Fri Mar 16 09:19:44 PDT 2012

On Thu, Mar 15, 2012 at 5:20 PM, Glenn Maynard <glenn at zewt.org> wrote:

> On Thu, Mar 15, 2012 at 6:51 PM, Jonas Sicking <jonas at sicking.cc> wrote:
>
>> What's the use-case for the "stringLength" function? You can't decode
>> into an existing datastructure anyway, so you're ultimately forced to
>> call "decode" at which point the "stringLength" function hasn't helped
>> you.
>>
>
> stringLength doesn't return the length of the decoded string.  It returns
> the byte offset of the first \0 (or the length of the whole buffer, if
> none), for decoding null-terminated strings.  For multibyte encodings (eg.
> everything except UTF-16 and friends), it's just memchr(), so it's much
> faster than actually decoding the string.
>

And just to be clear, the use case is decoding data formats where string
fields are variable length null terminated.

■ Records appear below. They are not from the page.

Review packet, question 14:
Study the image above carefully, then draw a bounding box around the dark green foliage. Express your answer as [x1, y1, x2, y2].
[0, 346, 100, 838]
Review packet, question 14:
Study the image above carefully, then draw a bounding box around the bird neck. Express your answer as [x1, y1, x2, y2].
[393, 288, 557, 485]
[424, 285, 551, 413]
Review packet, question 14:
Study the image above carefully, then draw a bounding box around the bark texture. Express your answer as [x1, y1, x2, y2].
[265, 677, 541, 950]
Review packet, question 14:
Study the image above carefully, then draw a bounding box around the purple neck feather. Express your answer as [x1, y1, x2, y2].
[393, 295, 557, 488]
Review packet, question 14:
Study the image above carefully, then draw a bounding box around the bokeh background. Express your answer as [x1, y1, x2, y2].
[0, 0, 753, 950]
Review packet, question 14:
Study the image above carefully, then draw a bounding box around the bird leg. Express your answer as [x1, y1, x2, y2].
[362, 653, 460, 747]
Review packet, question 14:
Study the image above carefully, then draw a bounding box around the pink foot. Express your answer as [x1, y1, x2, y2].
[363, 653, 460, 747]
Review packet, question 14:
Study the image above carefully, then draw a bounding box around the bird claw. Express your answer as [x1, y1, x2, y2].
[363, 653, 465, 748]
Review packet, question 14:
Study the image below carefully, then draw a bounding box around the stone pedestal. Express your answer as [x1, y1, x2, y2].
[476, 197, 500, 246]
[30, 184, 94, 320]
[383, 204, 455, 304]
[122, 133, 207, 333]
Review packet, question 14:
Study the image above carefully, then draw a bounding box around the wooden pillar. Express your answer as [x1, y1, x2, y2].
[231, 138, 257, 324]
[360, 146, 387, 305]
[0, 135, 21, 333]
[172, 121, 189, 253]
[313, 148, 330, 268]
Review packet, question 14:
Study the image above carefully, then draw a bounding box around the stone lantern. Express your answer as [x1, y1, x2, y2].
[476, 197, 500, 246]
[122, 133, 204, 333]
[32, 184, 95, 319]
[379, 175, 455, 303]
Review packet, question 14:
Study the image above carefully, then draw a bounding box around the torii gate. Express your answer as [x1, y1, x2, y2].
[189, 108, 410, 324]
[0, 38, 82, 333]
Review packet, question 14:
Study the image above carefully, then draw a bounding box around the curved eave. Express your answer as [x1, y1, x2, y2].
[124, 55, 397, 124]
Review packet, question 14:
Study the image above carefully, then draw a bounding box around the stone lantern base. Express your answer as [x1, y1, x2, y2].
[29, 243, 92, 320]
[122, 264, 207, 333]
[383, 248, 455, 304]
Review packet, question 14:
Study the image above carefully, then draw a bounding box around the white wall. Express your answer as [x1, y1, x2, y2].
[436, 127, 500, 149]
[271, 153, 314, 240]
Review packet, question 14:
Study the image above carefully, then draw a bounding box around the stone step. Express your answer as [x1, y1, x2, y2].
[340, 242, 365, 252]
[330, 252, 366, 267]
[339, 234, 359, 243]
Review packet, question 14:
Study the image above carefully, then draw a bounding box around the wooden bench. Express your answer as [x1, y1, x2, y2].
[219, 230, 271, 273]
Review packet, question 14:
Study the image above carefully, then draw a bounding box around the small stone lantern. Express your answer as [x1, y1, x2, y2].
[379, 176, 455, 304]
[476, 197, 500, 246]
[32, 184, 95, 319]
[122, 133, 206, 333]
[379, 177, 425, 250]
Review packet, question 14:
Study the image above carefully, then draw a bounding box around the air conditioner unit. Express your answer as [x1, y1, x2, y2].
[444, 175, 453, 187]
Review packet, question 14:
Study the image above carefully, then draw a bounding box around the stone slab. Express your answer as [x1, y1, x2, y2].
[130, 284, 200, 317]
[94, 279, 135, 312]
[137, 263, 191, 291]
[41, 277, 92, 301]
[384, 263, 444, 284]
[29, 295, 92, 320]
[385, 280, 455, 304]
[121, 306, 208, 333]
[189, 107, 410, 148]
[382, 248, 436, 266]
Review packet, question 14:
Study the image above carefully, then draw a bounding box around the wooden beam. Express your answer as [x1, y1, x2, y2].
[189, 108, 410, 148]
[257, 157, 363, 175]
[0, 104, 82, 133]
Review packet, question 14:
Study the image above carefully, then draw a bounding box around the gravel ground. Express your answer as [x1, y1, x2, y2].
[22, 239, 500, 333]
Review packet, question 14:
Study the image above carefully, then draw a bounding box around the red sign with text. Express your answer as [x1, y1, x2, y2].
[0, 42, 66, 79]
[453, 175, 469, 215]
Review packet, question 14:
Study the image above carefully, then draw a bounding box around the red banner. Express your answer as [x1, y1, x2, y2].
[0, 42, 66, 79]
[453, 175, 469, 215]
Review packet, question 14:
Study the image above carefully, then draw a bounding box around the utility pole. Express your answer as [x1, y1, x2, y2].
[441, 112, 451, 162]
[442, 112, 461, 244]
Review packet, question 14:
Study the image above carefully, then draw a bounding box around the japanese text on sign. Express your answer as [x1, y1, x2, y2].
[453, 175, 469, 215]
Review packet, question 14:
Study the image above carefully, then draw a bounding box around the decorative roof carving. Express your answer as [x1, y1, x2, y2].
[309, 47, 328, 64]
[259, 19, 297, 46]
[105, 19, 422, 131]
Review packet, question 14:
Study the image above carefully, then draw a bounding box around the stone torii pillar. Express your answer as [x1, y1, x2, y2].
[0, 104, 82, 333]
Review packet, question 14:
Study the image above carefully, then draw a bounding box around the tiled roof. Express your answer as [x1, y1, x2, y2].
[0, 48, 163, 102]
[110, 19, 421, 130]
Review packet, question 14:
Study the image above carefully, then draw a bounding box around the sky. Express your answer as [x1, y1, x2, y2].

> Currently the use-case of simply wanting to convert a string to a
>> binary buffer is a bit cumbersome. You first have to call the
>> "encodedLength" function, then allocate a buffer of the right size,
>> then call the "encode" function.
>
>
> I suggested eg.
>
> result = encode("string", "utf-8", null).output;
>
> which would create an ArrayBuffer of the required size.  Presumably the
> null ArrayBufferView argument would be optional, so you could just say
> encode("string", "utf-8").
>

I think we want both encoding and destination to be optional. That leads us
to an API like:

out_dict = stringEncoding.encode("string", opt_dict);

.. where both out_dict and opt_dict are WebIDL Dictionaries:

opt_dict keys: view, encoding
out_dict keys: charactersWritten, byteWritten, output

... where output === view if view is supplied, otherwise a new Uint8Array
(or Uint8ClampedArray??)

If this instead is attached to String, it would look like:

out_dict = my_string.encode(opt_dict);

If it were attached to ArrayBufferView, having a right-size buffer
allocated for the caller gets uglier unless we include a static version.

It doesn't seem possible to implement the 'encode' function without
>> doing multiple scans over the string. The implementation seems
>> required both to check that the data can be decoded using the
>> specified encoding, as well as check that the data will fit in the
>> passed in buffer. Only then can the implementation start decoding the
>> data. This seems problematic.
>>
>
> Only if it guarantees that it doesn't write anything to the output buffer
> unless the entire result will fit.  I don't think we need to do that; just
> guarantee that it'll be truncated on a whole codepoint.
>

Agreed. Input/output dicts mean the API documentation a caller needs to
read to understand the usage is more complex than a function signature
which is why I resisted them, but it does seem like the best approach.
Thanks for pushing, Glenn!

In the create-a-buffer-on-the-fly case there will be some memory juggling
going on, either by initially over allocating or reallocating/moving.

> I also don't think it's a good idea to throw an exception for encoding
>> errors. Better to convert characters to the unicode replacement
>> character. I believe we made a similar change to the WebSockets
>> specification recently.
>>
>
> Was that change made?  I filed
> https://www.w3.org/Bugs/Public/show_bug.cgi?id=16157, but it still seems
> to be undecided.
>

Settling on an options dict means adding a flag to control this behavior
(throws: true ?) doesn't extend the API surface significantly.